Adah’s Ribs
Imagery is sometimes introduced into the narrative not so much for what it directly concerns, but for what it represents in a more symbolic or metaphorical way. Such an example occurs when Adah goes to a doctor’s office. The time spent waiting is filled with descriptive imagery of the things that she sees there, but it isn’t really about what she is seeing so much as it is about how she feels about a number of different things: “She fixed her eyes on the poster on the wall which said No Smoking and explained how smoking causes lung cancer. There was a drawing of the ribs showing the fluffy lung inside it. Adah wondered whether that was the drawing of a man or woman. How could one tell? Francis had said that men have more ribs than women. And not only did they have more ribs, but that one of a man’s ribs makes all the ribs of a woman. Adah peered again at the drawing of the ribs and concluded that they must be those of a woman. The ribs were too fine, too regular to be a man’s" (99).
A Very London Christmas
Christmas in London, it turns out, is quite different from Christmas in Lagos. And that difference is on display in an example of a clear and efficient use of imagery: “The 24th was cold. For the first time in Adah’s life she had to spend Christmas Eve indoors. It was cold and damp, and there was the white snow. There was not a single masquerade, no fireworks, no bellringing; it was all quiet, just as if Jesus had died, not like the celebration of His birth" (133).
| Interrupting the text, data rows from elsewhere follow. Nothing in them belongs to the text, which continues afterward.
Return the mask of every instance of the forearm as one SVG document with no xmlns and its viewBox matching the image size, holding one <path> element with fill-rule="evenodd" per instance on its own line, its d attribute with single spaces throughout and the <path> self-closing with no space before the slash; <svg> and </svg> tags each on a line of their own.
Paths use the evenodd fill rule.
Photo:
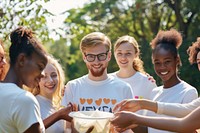
<svg viewBox="0 0 200 133">
<path fill-rule="evenodd" d="M 194 110 L 196 105 L 192 103 L 189 104 L 179 104 L 179 103 L 162 103 L 158 102 L 158 114 L 165 114 L 176 117 L 184 117 L 188 115 L 192 110 Z"/>
<path fill-rule="evenodd" d="M 150 110 L 150 111 L 153 111 L 155 113 L 157 112 L 157 109 L 158 109 L 157 102 L 146 100 L 146 99 L 142 99 L 138 102 L 141 106 L 141 109 Z"/>
<path fill-rule="evenodd" d="M 173 132 L 182 132 L 183 125 L 181 120 L 182 119 L 178 118 L 147 117 L 139 115 L 136 117 L 136 123 L 139 125 Z"/>
<path fill-rule="evenodd" d="M 51 125 L 53 125 L 55 122 L 57 122 L 60 119 L 61 118 L 59 118 L 58 112 L 55 112 L 52 115 L 50 115 L 49 117 L 45 118 L 43 120 L 45 129 L 47 129 L 48 127 L 50 127 Z"/>
</svg>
This image reminds the reader of the different life Adah has embraced in London, and how the exterior world sometimes mirrors the gloominess of her interior world.
Marriage
Adah feels very different than the young women at the library who talk about fashion and boyfriends. By now her marriage with Francis is already in turmoil, and she thinks, "She would have told them that marriage was not a bed of roses but a tunnel of thorns, fire and hot nails" (44). This powerful, violent image shows how much Adah suffers with Francis.
Nightgown
Adah thinks obsessively about a nightgown for the maternity ward, dreaming of how elegant it will be. The image of this nightgown occupies her brain; she wants something "soft, transparent, and blue" (117), not something with a lot of frills. This image speaks to Adah's desire for something lovely but not garish, something that is "first-class" just like her job.